Paz De La Calzada - All That Glitters Isn't Gold larger version
The Date | Shannon Gibney
They met at a party. He was standing in a mud puddle-shaped circle with his friends, tasting the punch and surveying the crowd. She had just stepped up onto the landing when, looking sideways, she saw him staring at her. Her first thought was, Who is he staring at? But before her mind had time to assess and answer the question, her stomach growled its own response, shutting out the question altogether, and she had to walk into the other room in order to quiet it. You know who he’s looking at, her stomach told her, and she did.
She went in search of punch, which she thought would quiet her stomach, but it just kept on shouting, He’s going to find you. He’s going to find you. You’re going to find him. She spooned the frothy red drink into a plastic cup, and when it was full, she was astounded to see that her hand was shaking—something that had never happened to her before. She was a writer, a vocation that required the calmest of fingers, the most delicate balance between hand, wrist and mind. She took plenty of time each morning, carefully stretching out each of these body parts, so that there would be nothing blocking the free flow of words onto her computer screen.

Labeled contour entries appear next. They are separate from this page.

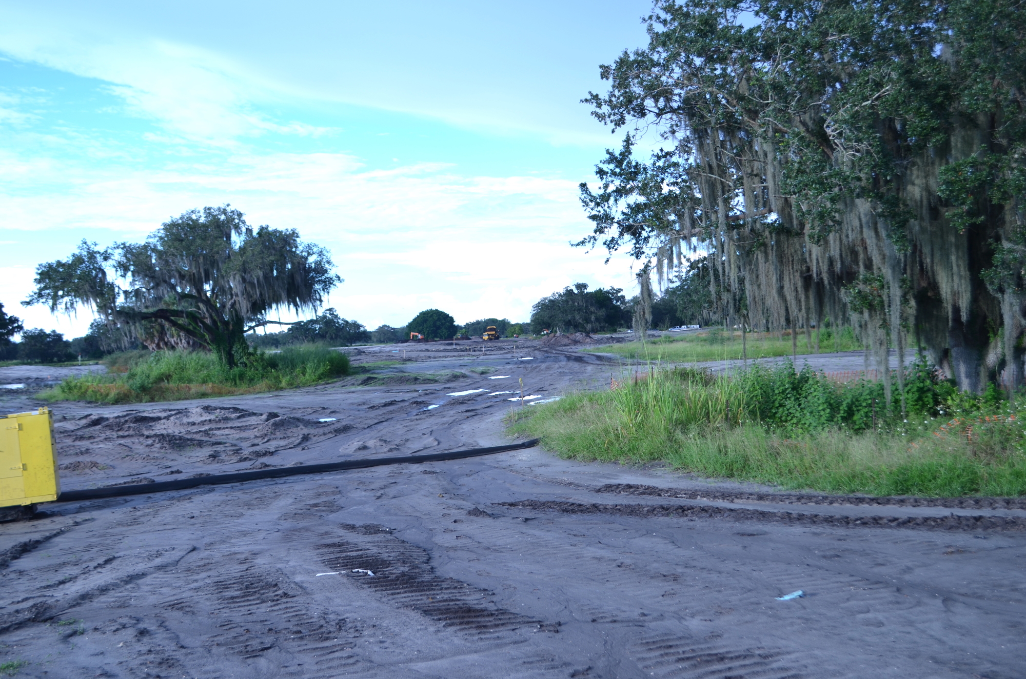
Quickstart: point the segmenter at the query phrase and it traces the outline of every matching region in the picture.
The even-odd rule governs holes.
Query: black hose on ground
[[[323,472],[345,472],[350,469],[366,469],[367,467],[382,467],[384,465],[410,465],[420,463],[444,462],[447,460],[464,460],[465,457],[479,457],[481,455],[492,455],[497,452],[508,450],[520,450],[522,448],[532,448],[538,445],[538,439],[524,441],[523,443],[513,443],[510,445],[494,445],[489,448],[469,448],[467,450],[451,450],[449,452],[435,452],[429,455],[406,455],[405,457],[369,457],[363,460],[347,460],[341,463],[327,463],[325,465],[301,465],[299,467],[276,467],[274,469],[261,469],[251,472],[235,472],[232,474],[213,474],[211,476],[198,476],[188,479],[175,479],[174,481],[158,481],[156,483],[134,483],[124,486],[109,486],[107,488],[84,488],[81,490],[66,490],[62,492],[55,502],[73,503],[81,500],[100,500],[103,497],[120,497],[122,495],[144,495],[153,492],[164,492],[165,490],[184,490],[205,485],[220,485],[223,483],[239,483],[241,481],[255,481],[258,479],[280,479],[285,476],[297,476],[299,474],[320,474]]]

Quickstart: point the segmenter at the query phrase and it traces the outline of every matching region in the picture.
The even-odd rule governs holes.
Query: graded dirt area
[[[500,445],[503,416],[534,407],[508,400],[520,380],[541,401],[621,374],[579,349],[378,347],[321,387],[58,403],[63,485]],[[28,387],[0,393],[10,412],[38,405]],[[0,664],[24,662],[18,677],[1012,679],[1026,667],[1020,501],[777,492],[532,448],[40,509],[0,524]]]

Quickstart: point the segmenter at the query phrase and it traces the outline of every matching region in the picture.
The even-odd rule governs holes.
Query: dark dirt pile
[[[812,493],[737,492],[661,488],[635,483],[606,483],[595,492],[706,500],[727,503],[775,503],[786,505],[855,505],[872,507],[949,507],[952,509],[1026,509],[1026,497],[870,497],[868,495],[819,495]]]
[[[188,464],[258,463],[262,457],[316,443],[353,429],[338,420],[255,412],[229,405],[86,414],[55,423],[63,475],[117,474],[119,463],[170,469]],[[265,463],[266,465],[266,463]],[[122,472],[123,473],[123,472]]]
[[[571,332],[570,334],[552,334],[541,342],[543,347],[576,347],[578,345],[597,345],[599,342],[587,332]]]

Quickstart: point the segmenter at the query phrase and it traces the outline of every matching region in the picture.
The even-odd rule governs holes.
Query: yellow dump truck
[[[49,408],[0,415],[0,509],[46,503],[60,494]]]

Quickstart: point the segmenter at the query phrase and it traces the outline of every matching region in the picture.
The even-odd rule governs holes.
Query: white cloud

She watched, perplexed, as her hand shook not just up and down, but also outwards, away from her. It pulled her arm, then her torso and then her legs, until she was standing in front of her friend, who was talking to him. Her friend had a queer laugh that rattled the windows, and the windows were rattling over the noise of the music that night. The clatter was so loud, in fact, that she could barely hear what he was saying.
He held out his hand. “Hi,” he said. “I’m me.” A lone curl fell down the middle of his forehead, and she was surprised to find that she wanted to touch it.
“Hello,” she said awkwardly. “It’s nice to meet you.”
“He works at the meat-packing plant on Riverside,” her friend said, gesturing toward him.
“How nice,” she said, although she couldn’t imagine how it would be nice to package pig guts and chicken livers.
“My dad got me the job,” he said. “It runs in the family.”
She nodded, noticing with alarm that her renegade
hand was reaching for him—for his cheek, to be exact.
“You’re beautiful,” he said, without warning.
You’re going to find him, said her stomach.
Her friend was smiling the widest smile she had ever seen on him. She wondered what he was up to.
The renegade hand would not stop, and soon the flesh of her palm rubbed against his coffee-colored cheek. Even though they were two different shades of brown, she saw, looking at the two skins together, that one bled into the other.
“I’m sorry,” she said, gesturing toward her hand with her chin. “I don’t mean to be touching you.”
“I don’t mind,” he said, gently taking her hand from his cheek, and holding it in his own, between them.